How can I graphically interpret/picture what it means for a power series to diverge/converge?

Question

A power series is said to converge at a point $x$ if $\lim_{m\to\infty} \sum_{n=0}^{m} a_{n}(x-x_{0})^{n}$ exists for that x and it also has radius of convergence about $x_{0}$. How can I picture what is going on when it says that a power series has a radius of convergence about a point $x_{0}$ and that it can converge to another point, say $x_{1}$, within this radius?
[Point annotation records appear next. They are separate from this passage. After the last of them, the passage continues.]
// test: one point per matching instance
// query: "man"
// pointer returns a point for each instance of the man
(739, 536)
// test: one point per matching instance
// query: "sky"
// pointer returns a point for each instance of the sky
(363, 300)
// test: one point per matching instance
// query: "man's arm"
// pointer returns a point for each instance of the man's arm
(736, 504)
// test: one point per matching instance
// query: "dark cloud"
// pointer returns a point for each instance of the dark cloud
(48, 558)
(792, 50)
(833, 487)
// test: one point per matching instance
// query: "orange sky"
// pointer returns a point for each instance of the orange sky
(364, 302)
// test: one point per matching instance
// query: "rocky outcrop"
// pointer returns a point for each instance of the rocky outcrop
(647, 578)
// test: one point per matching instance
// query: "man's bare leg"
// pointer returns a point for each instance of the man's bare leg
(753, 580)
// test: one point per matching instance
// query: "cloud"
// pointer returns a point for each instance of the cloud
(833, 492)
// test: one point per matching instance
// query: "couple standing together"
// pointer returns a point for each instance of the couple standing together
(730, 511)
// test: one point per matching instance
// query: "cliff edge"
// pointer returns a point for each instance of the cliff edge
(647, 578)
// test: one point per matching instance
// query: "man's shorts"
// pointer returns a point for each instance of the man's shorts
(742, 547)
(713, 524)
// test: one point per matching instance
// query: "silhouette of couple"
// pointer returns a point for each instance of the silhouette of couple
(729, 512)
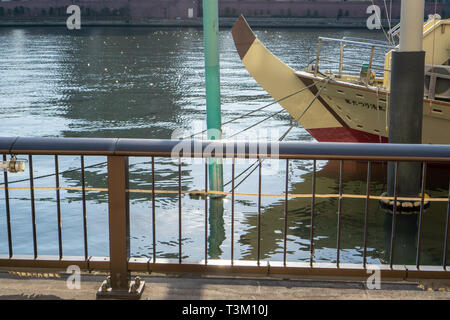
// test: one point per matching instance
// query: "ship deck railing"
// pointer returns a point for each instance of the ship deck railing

And how does that mean that it can't converge for all other values of $x$ outside the interval?

Answer 1

To better understand power series let us look back on just regular infinite series.

When you have an infinite series problem you are given a sequence (an), but instead of analyzing the individual points (x,y) and most likely plotting them you are adding those y values up to get a sum.
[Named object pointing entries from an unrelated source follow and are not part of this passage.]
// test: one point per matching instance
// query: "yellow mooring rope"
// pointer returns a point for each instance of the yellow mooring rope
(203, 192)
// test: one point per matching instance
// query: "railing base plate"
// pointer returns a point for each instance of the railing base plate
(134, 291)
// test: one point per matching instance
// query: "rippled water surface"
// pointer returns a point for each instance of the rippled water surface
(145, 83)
Let me give you an example. If you lived forever and I gave you a dollar each day you would have an infinite amount of money as time goes to infinity. However, what if I gave you a dollar on the first day and then half a dollar on the next day and then continued with this process?

If the amount that you keep adding stays the same or increases then the infinite series will diverge and go to infinity, but if the amount that is being added decreases then it will converge.

Now that we understand simple convergence and divergence for infinite series let us now talk about power series.

The only difference between infinite series and power series is that there is a variable x that is put in the sequence that you are summing up.

Because there is a variable that means that different values can be plugged into it. When you plug a value say x=3 into the sequence then it changes the sequence. So in other words you have many many different sequences that you are trying to find the infinite sum of. Some of these sequences will diverge and others will converge.

It turns out that the particular sequences that converge all converge on a certain continuous interval. The center of this interval is called the radius of convergence.

This means that any x value that lies within this interval will make the sequence converge and anything outside of the interval will diverge. This radius is also unique. There cannot be two different intervals of convergence on the x axis for a particular sequence.

For the interval of convergence the interval itself may include its endpoint or not include its endpoints.

Answer 2

A graphical explanation might be difficult to obtain past the $(x-x_0)^3$ term, but the radius of convergence can be understood with reference to the $\textbf{Ratio Test for Convergence}$.

In order for the series to converge for a particular value of $x$ it must be the case that

\begin{equation} \lim_{n\to\infty}\left\vert \dfrac{a_{n+1}(x-x_0)^{n+1}}{a_n(x-x_0)^n}\right\vert<1 \end{equation}

This requirement simplifies to

\begin{equation} \left\vert x-x_0 \right\vert\lim_{n\to\infty}\left\vert \dfrac{a_{n+1}}{a_n}\right\vert<1 \tag{1} \end{equation}

Let ${\displaystyle\lim_{n\to\infty}\left\vert\frac{a_{n+1}}{a_n} \right\vert=c\ge0}$.

If $c=0$ then inequality ($1$) is satisfied for all $x\in\mathbb{R}$.

But if $0<c<\infty$ then inequality ($1$) becomes

\begin{equation} \left\vert x-x_0 \right\vert<\dfrac{1}{c} \end{equation}

so we are guaranteed convergence for $x\in\left(x_0-\frac{1}{c},x_0+\frac{1}{c} \right)$ and denied convergence for $x\notin\left[x_0-\frac{1}{c},x_0+\frac{1}{c} \right]$. ($^*$)

($^*$) Depending upon the particular series one may also obtain conditional convergence at one or both of the endpoints of the interval of convergence.